An Examination of Disciplinary Practices and Values in Computer Vision Dataset Development
The paper "Do Datasets Have Politics? Disciplinary Values in Computer Vision Dataset Development" by Scheuerman, Denton, and Hanna explores the underlying values and practices prevalent in the generation of datasets used within computer vision research. As a crucial element of machine learning, data serves not only as a medium for training models but also reflects the values that influence the broader field of computer vision. This paper analyzes how dataset documentation and construction reveal implicit disciplinary values and identifies areas where these values conflict with social computing ideals.
Key Themes and Findings
The authors conduct a substantial content analysis of 114 dataset publications from a pool of approximately 500 datasets. This paper highlights several themes related to data curation, annotation, and dissemination in computer vision, drawing attention particularly to the values prioritized in dataset documentation:
- Efficiency vs. Care: Dataset developers prioritize efficiency, seeking ways to collect, annotate, and release data rapidly and cost-effectively. This preference often overshadows considerations for the ethical treatment of both annotators and data subjects, including those surrounding consent and compensation. The stark devaluation of data labor and ethics signifies a concomitant disregard for care in favor of expediency.

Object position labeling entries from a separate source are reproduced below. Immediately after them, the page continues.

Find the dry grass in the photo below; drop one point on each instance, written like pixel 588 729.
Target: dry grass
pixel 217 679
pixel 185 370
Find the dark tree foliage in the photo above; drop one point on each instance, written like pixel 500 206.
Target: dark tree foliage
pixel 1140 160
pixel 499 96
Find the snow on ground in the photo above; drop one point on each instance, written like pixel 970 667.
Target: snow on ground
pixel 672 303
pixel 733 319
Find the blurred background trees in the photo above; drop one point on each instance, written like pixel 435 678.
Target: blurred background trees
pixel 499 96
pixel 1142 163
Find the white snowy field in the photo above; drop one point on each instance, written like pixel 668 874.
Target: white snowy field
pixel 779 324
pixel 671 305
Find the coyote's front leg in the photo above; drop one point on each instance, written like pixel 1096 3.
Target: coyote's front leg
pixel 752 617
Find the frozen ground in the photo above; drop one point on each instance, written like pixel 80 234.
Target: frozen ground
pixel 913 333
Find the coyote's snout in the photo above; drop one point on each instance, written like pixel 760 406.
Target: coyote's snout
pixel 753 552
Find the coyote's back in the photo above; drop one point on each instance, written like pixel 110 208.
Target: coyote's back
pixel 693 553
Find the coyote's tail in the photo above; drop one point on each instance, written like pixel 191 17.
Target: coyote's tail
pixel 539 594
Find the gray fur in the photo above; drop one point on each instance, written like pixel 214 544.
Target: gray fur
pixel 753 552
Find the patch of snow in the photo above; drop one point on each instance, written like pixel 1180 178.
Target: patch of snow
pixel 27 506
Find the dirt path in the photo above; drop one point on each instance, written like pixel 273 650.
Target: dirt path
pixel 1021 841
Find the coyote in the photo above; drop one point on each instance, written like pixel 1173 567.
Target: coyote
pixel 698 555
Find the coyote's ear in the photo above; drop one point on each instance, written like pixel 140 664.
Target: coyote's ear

- Universality vs. Contextuality: The paper observes a widespread inclination toward achieving universal applicability and comprehensive coverage in datasets. However, the authors argue this often detracts from understanding the contextual nuances essential for robust and fair deployment of computer vision technologies. This oversight can cause misalignment between the dataset's intended usage and the ecological validity required for trustworthy AI applications.
- Impartiality vs. Positionality: Striving for objectivity often leads dataset developers to aim for impartiality in data collection and annotation, frequently at the cost of ignoring how their positionality can influence the dataset. The reluctance to document subjective experiences and biases in data curation diminishes the opportunity for nuanced and fair representations, which could otherwise elevate the utility and ethical standing of computer vision datasets.
- Model Work vs. Data Work: While datasets fuel the development of machine learning models, there is an apparent preference for publishing novel algorithms rather than dwelling on data intricacies. This bias leads to scant attention on documenting, maintaining, and ethically stewarding datasets, increasing technical debt and hindering reproducibility.
Practical Implications and Future Directions
The findings suggest that to improve the ethical, reliable, and applicable use of datasets, there must be a concerted effort to rebalance these values:
- Emphasizing dataset transparency and documentation, much like model benchmarking, can ensure that the datasets themselves become robust, replicable foundations for AI systems.
- Encouraging the use of data licenses and deposit systems like DOIs or institutional repositories can mitigate data accessibility issues and align more closely with open science practices.
- Developing disciplines within computer vision that focus explicitly on data cultivation and stewardship, akin to software engineering practices, could better legitimize data work and encourage ethical curation.
- Embracing methods like reflexivity and positionality statements can help researchers critically engage with their own biases, harness greater representation in datasets, and align datasets meaningfully with cultural and geographic contexts.
The authors advocate for such nuanced data practices to ensure the development of computer vision models does not merely innovate technically but also reflect a deeper commitment to fairness and ethical soundness in AI systems. This paper thus contributes significantly to ongoing discourse on integrating sociotechnical insights into machine learning practices, particularly within high-impact domains like computer vision.